Response: Thank you very much for your excellent comments. We have examined the changes in loricrin, involucrin, and filaggrin levels before and after administering IL-36a. The results are shown in Figure 5B.

 

 

3. Suggested Literature:

Zysk W., et al. (2023) suggest that IL-36α may serve as a biomarker to distinguish lesional from non-lesional skin in AD.

Balato A., et al. (2022) offers a comprehensive overview of biomarkers in AD and could help compare the findings of this study with other biomarkers influencing both AD and psoriasis. Including these references would enrich the manuscript's discussion by highlighting common aspects of both diseases and provide further support for the manuscript’s discussion of IL-36α as a potential biomarker in AD.

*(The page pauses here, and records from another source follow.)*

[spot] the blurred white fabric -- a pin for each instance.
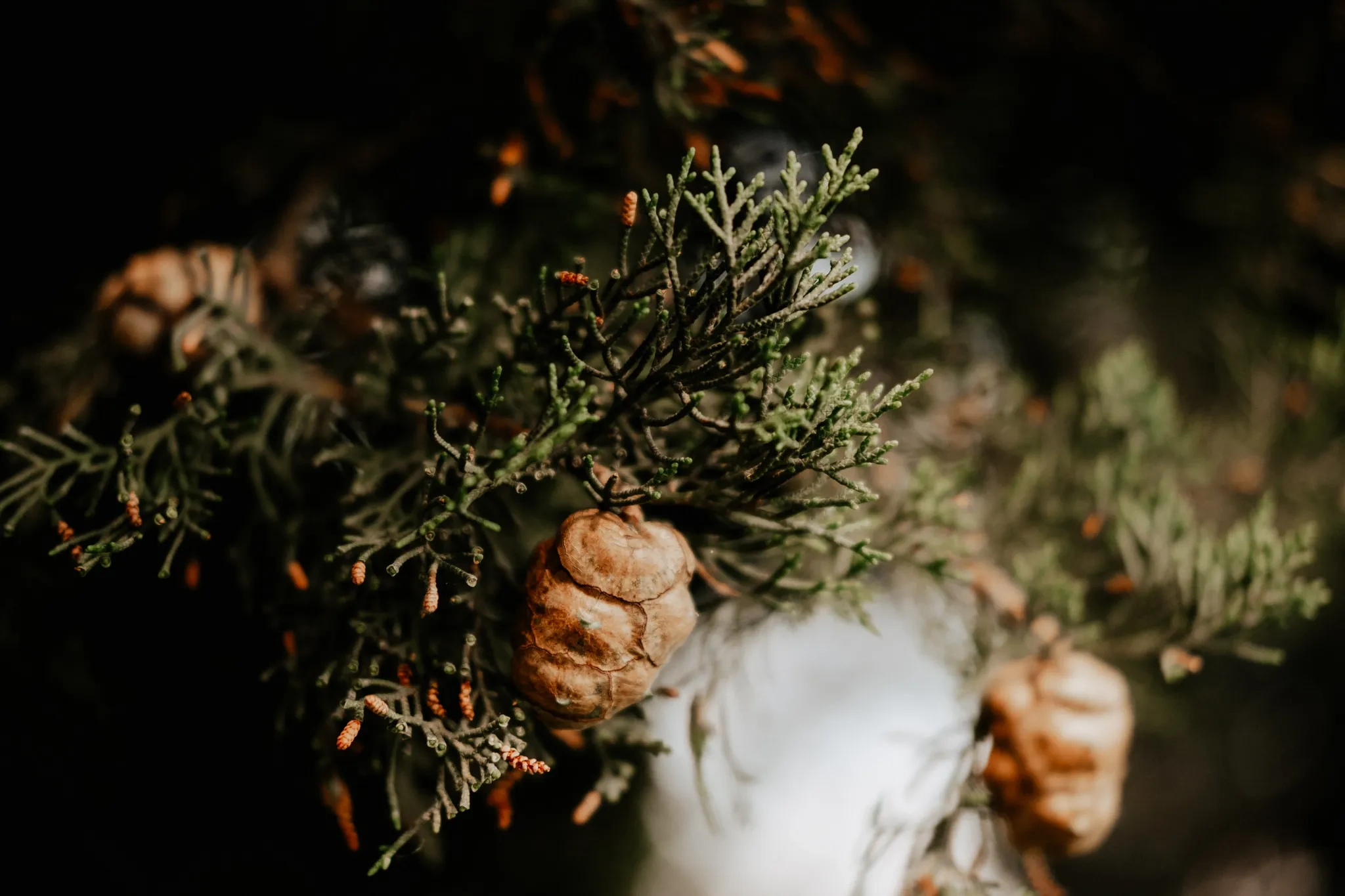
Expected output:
(831, 748)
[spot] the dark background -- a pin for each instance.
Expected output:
(139, 747)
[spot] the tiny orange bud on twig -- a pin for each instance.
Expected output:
(298, 575)
(1178, 662)
(498, 798)
(347, 735)
(590, 805)
(568, 736)
(431, 602)
(500, 188)
(432, 700)
(464, 702)
(1119, 584)
(518, 761)
(628, 207)
(337, 796)
(513, 152)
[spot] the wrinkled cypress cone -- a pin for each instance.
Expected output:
(1061, 726)
(608, 602)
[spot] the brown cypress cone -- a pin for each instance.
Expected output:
(608, 602)
(1061, 726)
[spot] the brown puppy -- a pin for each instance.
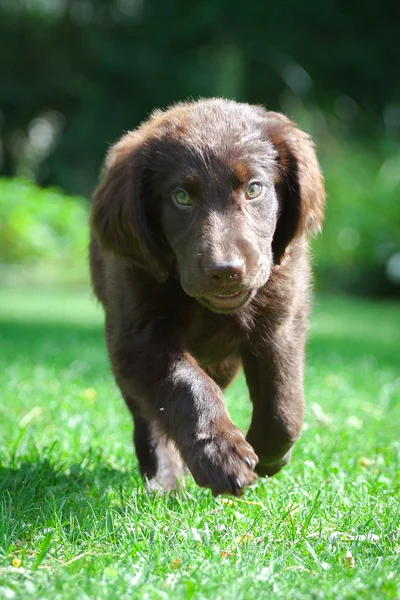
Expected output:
(199, 256)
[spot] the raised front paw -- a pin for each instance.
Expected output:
(223, 462)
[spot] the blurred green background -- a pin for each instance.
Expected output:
(75, 74)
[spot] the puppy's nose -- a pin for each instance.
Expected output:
(228, 271)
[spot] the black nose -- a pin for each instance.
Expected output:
(226, 271)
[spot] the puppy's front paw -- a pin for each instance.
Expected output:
(224, 462)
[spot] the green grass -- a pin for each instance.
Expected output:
(75, 521)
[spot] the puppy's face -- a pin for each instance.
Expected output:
(219, 210)
(214, 190)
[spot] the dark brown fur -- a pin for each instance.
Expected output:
(192, 293)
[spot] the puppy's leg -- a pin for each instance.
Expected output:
(159, 461)
(275, 382)
(179, 399)
(224, 372)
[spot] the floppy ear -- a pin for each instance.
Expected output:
(118, 215)
(300, 184)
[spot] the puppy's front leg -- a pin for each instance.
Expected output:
(275, 380)
(182, 401)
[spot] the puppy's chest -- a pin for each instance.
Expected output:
(211, 338)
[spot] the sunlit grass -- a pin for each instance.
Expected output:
(75, 521)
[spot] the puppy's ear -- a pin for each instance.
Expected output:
(299, 183)
(118, 215)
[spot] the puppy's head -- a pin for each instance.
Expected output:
(213, 192)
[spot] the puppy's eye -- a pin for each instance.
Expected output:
(182, 198)
(253, 190)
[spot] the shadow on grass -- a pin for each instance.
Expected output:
(36, 495)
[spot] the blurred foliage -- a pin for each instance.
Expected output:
(42, 231)
(75, 74)
(359, 249)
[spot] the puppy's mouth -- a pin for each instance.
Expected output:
(227, 302)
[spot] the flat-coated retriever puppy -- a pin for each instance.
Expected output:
(199, 255)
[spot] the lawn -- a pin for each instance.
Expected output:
(75, 521)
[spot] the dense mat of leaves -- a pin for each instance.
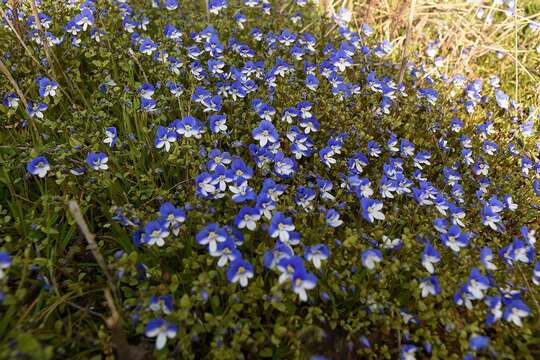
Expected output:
(260, 185)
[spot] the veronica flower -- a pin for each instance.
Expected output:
(112, 136)
(240, 271)
(502, 99)
(317, 253)
(38, 166)
(430, 286)
(281, 227)
(325, 155)
(146, 90)
(311, 82)
(332, 218)
(5, 263)
(155, 233)
(85, 19)
(495, 309)
(161, 330)
(536, 273)
(371, 209)
(147, 46)
(11, 100)
(36, 109)
(162, 303)
(515, 311)
(408, 352)
(374, 149)
(171, 4)
(47, 87)
(98, 161)
(303, 280)
(430, 256)
(211, 235)
(212, 104)
(164, 138)
(391, 244)
(478, 342)
(371, 257)
(148, 105)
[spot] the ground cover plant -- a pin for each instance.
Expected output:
(251, 179)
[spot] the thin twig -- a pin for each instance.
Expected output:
(407, 41)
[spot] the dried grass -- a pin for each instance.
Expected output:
(468, 44)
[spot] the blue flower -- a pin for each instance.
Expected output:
(430, 286)
(146, 90)
(478, 342)
(5, 263)
(38, 166)
(502, 99)
(148, 105)
(36, 110)
(147, 46)
(161, 330)
(11, 100)
(112, 136)
(98, 161)
(430, 256)
(515, 311)
(240, 271)
(408, 352)
(47, 87)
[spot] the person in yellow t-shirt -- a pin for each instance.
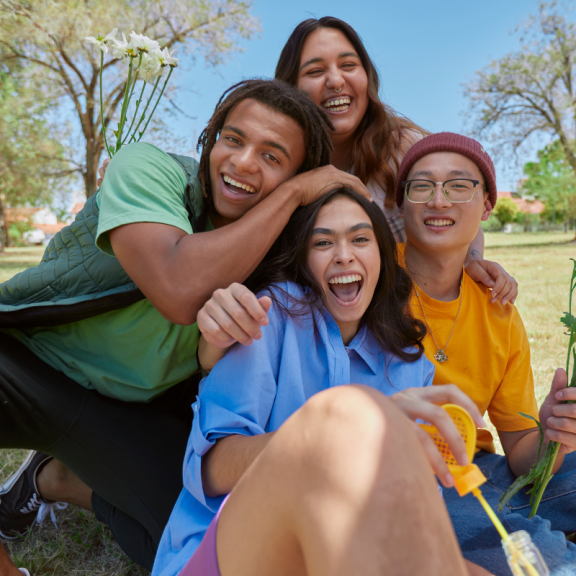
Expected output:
(446, 186)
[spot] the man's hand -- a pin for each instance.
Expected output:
(233, 314)
(491, 274)
(425, 404)
(102, 171)
(559, 420)
(315, 183)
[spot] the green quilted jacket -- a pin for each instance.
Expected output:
(74, 279)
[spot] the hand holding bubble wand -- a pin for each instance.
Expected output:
(523, 557)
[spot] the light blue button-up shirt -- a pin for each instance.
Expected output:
(255, 389)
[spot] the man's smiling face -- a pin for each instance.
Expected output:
(439, 224)
(258, 149)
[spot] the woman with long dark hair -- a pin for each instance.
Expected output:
(326, 58)
(323, 477)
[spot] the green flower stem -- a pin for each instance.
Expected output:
(130, 98)
(157, 101)
(551, 453)
(541, 472)
(102, 106)
(133, 137)
(138, 102)
(124, 107)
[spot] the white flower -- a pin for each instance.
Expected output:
(103, 41)
(143, 43)
(118, 48)
(99, 41)
(132, 47)
(166, 58)
(150, 67)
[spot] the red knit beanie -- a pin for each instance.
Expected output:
(449, 142)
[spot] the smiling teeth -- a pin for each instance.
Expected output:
(439, 222)
(338, 104)
(345, 279)
(233, 182)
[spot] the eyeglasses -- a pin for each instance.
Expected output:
(457, 191)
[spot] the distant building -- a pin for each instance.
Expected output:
(44, 222)
(527, 204)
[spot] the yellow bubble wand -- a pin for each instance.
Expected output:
(523, 557)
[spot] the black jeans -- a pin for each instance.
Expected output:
(129, 453)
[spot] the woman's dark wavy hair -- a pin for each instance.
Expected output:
(388, 316)
(382, 133)
(278, 96)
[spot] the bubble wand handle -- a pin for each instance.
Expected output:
(515, 553)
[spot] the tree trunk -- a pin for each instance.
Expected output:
(3, 235)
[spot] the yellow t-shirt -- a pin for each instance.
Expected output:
(488, 355)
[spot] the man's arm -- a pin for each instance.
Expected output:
(476, 248)
(178, 272)
(504, 286)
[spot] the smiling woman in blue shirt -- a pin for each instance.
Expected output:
(323, 478)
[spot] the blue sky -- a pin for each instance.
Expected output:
(424, 50)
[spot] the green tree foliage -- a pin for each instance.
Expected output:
(31, 157)
(51, 35)
(533, 90)
(552, 180)
(506, 210)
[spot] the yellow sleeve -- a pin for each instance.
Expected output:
(516, 391)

Response: We have cited the references you mentioned in the text.

Round 2

Reviewer 1 Report

Comments and Suggestions for Authors

Dear Authors,

The revised manuscript seems to be improved as per suggested. The manuscript can be  considered for publication in  its current form.    

 

Author Response

Response: We sincerely thank Reviewer 1 for the positive feedback and are grateful that the manuscript is considered acceptable for publication.

Reviewer 2 Report

Comments and Suggestions for Authors

The authors have improved the manuscript as suggested. However, in some plots, the median and standard deviation are not shown. Please adjust them consistently, as done in the other plots.

Author Response

Response: Thank you for your comment. We have adjusted all plots to display the median and standard deviation (SD) consistently. In some cases, the SD extends beyond the axis limits, and we have added a note in the figure legend to clarify this.